I've started to look at the TCP handling code of the Linux kernel, it's a huge body of code and I need to get a little familiar with it for my upcoming MSc studies.
The professor with whom I'm going to work published his code patches to the kernel and some updated articles so I've got a lot to read about, I intend to organize all my data on a Wiki for which I got a domain HighPerf.net. I'm also looking into keeping the articles that I find, I just know I'll forget where I found them a few months from now, just when I'll need them.
Hacktivities
I've gotten some prods from Debian fellows and gotten back on track to fix my packages, I've done most of them, now I've got syscalltrack left, which is up for adoption but no-one wants to handle it.
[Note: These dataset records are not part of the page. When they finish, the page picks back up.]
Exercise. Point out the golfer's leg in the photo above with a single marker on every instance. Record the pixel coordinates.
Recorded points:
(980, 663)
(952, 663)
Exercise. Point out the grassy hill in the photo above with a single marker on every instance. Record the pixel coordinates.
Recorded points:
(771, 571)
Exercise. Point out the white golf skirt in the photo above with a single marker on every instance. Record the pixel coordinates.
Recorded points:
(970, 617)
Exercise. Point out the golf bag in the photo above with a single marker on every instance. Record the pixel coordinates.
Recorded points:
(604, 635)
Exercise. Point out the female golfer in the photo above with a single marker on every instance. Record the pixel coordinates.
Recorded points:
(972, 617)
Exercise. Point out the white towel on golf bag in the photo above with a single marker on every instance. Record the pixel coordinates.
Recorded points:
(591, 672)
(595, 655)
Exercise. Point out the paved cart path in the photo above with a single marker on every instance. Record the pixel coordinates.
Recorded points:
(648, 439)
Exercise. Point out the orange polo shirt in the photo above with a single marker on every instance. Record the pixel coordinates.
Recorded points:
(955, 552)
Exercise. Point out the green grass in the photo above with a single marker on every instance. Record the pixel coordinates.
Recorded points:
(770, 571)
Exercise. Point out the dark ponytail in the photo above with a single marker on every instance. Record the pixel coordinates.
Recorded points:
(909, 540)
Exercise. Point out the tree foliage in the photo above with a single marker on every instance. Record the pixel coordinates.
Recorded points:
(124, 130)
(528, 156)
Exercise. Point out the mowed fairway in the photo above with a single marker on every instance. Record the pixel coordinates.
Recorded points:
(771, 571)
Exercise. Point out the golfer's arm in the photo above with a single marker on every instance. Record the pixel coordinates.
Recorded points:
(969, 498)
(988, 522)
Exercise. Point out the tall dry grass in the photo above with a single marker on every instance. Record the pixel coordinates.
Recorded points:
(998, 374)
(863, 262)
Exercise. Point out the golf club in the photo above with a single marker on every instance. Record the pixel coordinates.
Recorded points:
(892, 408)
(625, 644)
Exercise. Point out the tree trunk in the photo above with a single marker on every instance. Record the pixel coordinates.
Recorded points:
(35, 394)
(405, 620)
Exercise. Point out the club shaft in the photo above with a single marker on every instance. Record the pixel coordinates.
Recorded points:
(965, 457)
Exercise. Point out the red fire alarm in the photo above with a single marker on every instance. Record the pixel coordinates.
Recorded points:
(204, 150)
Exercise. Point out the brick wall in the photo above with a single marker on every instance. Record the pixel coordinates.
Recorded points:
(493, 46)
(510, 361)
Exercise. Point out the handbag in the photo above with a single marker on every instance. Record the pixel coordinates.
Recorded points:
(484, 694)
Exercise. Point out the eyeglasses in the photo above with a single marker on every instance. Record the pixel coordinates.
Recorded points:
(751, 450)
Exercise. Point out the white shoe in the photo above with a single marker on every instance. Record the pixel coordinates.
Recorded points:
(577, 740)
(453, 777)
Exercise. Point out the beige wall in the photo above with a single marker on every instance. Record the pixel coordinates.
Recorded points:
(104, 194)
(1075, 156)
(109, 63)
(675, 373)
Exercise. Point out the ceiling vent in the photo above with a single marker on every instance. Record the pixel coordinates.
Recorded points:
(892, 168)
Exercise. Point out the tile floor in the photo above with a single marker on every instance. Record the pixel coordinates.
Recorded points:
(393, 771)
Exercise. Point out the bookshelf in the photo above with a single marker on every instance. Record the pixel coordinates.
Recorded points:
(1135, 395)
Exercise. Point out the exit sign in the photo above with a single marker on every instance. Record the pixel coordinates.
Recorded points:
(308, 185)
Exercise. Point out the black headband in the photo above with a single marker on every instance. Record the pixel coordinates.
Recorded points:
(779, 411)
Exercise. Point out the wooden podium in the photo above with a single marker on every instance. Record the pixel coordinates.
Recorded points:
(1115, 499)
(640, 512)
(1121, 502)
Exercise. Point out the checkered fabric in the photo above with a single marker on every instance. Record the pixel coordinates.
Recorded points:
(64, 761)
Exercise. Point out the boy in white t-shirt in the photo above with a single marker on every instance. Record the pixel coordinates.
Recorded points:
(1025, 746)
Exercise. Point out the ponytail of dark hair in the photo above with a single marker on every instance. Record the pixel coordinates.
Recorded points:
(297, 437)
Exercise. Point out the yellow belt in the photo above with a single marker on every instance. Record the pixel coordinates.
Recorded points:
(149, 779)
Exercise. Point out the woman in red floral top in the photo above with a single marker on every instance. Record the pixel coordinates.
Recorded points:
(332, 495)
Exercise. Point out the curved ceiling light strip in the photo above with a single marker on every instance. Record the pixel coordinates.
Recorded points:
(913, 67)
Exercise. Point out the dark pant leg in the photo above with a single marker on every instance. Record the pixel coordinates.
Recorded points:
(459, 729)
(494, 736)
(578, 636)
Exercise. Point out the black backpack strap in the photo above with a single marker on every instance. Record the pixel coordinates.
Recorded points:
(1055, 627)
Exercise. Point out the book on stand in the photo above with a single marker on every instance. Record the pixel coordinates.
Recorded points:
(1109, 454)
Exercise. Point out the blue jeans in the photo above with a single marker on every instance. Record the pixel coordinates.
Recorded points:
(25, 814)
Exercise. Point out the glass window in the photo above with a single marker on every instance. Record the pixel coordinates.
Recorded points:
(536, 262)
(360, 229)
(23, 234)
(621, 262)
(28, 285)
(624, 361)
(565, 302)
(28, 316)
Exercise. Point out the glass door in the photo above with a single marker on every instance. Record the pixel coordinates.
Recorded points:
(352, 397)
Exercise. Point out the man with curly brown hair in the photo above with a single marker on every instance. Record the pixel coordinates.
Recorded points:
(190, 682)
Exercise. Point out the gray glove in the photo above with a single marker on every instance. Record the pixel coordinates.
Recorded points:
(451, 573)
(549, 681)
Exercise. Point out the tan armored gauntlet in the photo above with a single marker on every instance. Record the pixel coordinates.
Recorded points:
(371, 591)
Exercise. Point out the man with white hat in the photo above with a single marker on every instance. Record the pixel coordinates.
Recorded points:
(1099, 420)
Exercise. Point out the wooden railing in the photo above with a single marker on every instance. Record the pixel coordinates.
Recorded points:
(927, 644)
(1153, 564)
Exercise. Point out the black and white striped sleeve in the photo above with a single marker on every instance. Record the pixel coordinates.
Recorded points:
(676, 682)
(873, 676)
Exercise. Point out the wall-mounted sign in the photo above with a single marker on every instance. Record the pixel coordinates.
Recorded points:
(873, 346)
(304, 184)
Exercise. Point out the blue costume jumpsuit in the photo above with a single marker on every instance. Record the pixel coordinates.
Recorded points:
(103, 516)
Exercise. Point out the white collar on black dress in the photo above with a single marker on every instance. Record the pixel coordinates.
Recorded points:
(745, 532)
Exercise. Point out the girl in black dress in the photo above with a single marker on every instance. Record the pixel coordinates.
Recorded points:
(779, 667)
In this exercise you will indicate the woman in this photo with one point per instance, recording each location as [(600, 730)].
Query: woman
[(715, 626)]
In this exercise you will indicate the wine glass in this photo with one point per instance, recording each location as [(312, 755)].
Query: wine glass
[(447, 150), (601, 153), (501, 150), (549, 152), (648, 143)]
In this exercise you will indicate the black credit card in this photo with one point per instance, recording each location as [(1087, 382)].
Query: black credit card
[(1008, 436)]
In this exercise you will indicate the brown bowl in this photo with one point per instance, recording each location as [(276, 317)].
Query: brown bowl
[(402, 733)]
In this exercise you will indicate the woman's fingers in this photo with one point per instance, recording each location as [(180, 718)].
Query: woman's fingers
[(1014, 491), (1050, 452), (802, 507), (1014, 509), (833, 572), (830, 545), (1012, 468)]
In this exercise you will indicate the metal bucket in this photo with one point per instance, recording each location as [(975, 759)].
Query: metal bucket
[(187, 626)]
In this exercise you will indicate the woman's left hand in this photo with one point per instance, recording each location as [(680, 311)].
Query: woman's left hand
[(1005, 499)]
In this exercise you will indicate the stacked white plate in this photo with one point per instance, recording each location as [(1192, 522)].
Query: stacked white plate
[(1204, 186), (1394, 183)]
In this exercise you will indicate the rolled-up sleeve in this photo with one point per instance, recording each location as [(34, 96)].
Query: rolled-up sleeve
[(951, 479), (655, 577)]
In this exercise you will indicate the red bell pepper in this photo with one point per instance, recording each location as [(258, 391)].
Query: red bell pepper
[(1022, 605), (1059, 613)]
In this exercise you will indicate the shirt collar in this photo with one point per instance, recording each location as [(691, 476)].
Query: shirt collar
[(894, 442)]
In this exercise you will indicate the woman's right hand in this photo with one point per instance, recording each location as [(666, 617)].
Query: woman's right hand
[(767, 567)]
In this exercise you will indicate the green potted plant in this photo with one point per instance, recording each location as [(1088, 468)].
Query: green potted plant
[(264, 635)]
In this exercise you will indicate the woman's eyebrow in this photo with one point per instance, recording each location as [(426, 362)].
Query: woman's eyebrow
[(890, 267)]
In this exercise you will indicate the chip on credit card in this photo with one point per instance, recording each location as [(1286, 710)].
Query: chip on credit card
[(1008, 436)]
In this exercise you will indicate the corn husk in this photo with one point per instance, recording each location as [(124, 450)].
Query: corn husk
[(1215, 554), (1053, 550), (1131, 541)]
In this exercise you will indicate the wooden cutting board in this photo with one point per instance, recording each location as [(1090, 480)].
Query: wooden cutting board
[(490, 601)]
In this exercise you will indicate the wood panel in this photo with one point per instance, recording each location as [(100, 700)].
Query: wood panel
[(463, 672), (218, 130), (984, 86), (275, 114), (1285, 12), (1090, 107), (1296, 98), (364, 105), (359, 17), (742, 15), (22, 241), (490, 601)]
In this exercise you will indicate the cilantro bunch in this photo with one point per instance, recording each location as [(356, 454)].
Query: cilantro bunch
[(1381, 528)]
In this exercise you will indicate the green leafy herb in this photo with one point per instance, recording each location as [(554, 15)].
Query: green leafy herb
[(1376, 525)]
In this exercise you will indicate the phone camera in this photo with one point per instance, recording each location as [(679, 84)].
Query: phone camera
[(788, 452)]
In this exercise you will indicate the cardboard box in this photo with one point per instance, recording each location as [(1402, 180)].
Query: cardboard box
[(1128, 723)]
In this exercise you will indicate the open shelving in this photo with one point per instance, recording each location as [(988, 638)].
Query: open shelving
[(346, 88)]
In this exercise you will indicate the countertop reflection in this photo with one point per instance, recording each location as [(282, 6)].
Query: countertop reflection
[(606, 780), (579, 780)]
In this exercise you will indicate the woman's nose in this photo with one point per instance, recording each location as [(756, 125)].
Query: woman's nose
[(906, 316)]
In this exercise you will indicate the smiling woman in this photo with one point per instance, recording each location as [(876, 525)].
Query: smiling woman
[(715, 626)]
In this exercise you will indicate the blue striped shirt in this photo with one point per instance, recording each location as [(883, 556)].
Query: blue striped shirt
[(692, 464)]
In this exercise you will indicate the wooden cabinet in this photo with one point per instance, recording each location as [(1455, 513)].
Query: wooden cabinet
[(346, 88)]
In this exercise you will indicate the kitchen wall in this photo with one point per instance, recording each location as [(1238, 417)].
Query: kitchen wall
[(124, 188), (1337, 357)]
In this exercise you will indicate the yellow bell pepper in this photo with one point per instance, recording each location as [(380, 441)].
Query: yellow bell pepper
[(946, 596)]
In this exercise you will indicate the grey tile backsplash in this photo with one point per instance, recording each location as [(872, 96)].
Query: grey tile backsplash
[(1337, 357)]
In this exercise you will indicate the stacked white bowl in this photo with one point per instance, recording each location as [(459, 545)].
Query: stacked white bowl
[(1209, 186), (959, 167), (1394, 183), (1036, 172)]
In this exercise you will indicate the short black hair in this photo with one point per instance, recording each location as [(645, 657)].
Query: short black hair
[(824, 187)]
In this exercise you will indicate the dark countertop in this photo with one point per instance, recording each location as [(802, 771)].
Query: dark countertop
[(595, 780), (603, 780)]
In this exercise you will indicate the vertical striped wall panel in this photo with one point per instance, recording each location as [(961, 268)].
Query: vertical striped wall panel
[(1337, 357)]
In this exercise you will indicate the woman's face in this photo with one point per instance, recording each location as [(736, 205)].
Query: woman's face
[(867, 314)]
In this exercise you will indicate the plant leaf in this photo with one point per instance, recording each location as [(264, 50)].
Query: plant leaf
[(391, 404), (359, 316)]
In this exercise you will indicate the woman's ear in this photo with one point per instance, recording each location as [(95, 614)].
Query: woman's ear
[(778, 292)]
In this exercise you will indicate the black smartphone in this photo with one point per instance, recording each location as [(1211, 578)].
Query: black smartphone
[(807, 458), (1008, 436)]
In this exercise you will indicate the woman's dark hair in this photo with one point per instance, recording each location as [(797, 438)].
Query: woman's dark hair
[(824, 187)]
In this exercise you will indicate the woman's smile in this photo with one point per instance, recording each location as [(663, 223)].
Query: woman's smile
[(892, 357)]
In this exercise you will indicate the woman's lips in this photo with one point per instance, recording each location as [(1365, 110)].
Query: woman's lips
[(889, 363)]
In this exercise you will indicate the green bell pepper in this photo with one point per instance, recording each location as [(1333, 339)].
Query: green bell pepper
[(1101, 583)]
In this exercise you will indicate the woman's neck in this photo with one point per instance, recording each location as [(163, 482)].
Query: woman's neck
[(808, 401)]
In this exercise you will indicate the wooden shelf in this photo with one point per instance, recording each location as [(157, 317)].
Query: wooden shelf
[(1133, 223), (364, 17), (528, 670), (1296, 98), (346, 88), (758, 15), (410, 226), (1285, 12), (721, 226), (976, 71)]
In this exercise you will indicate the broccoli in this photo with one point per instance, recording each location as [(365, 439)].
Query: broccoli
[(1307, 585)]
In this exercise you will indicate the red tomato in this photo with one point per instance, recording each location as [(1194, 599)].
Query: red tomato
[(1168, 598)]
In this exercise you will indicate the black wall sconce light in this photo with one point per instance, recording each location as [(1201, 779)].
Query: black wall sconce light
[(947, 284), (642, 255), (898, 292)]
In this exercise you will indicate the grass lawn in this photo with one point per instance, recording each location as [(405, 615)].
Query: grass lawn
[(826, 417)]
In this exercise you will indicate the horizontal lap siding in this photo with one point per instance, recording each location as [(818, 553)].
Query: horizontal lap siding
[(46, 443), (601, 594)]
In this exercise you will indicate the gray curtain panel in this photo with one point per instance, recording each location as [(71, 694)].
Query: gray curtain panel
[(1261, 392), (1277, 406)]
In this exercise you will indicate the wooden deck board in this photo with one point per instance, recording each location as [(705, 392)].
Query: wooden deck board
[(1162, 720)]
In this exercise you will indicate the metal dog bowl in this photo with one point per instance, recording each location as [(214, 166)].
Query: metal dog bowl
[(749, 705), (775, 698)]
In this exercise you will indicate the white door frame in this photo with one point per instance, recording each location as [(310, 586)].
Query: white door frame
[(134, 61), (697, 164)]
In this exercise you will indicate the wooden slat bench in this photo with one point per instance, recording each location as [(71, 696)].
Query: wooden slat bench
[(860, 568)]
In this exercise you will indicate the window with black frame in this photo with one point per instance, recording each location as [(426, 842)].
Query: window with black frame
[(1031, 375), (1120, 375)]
Kernel modules and patches are the most annoying types of packages, they require quite a bit of work to get them done properly.
During the initial stages of my packaging work I looked around at the code, found some things to improve, and some bugs waiting to happen in sctrace, fixed them, sent them upstream and they were accepted (or so I'm told, didn't check the CVS repository).
I still need to fix some bugs in ChkTeX, a program I maintain, some bugs on it were filed in the Debian BTS, but the code is so annoying there with lots of weird defines, that everytime I touch it I feel the urge to clean this mess, which then goes to waste the time I needed to fix the actual bugs. Hopefully, I'll get it all cleaned up soon enough and fix the bugs themselves.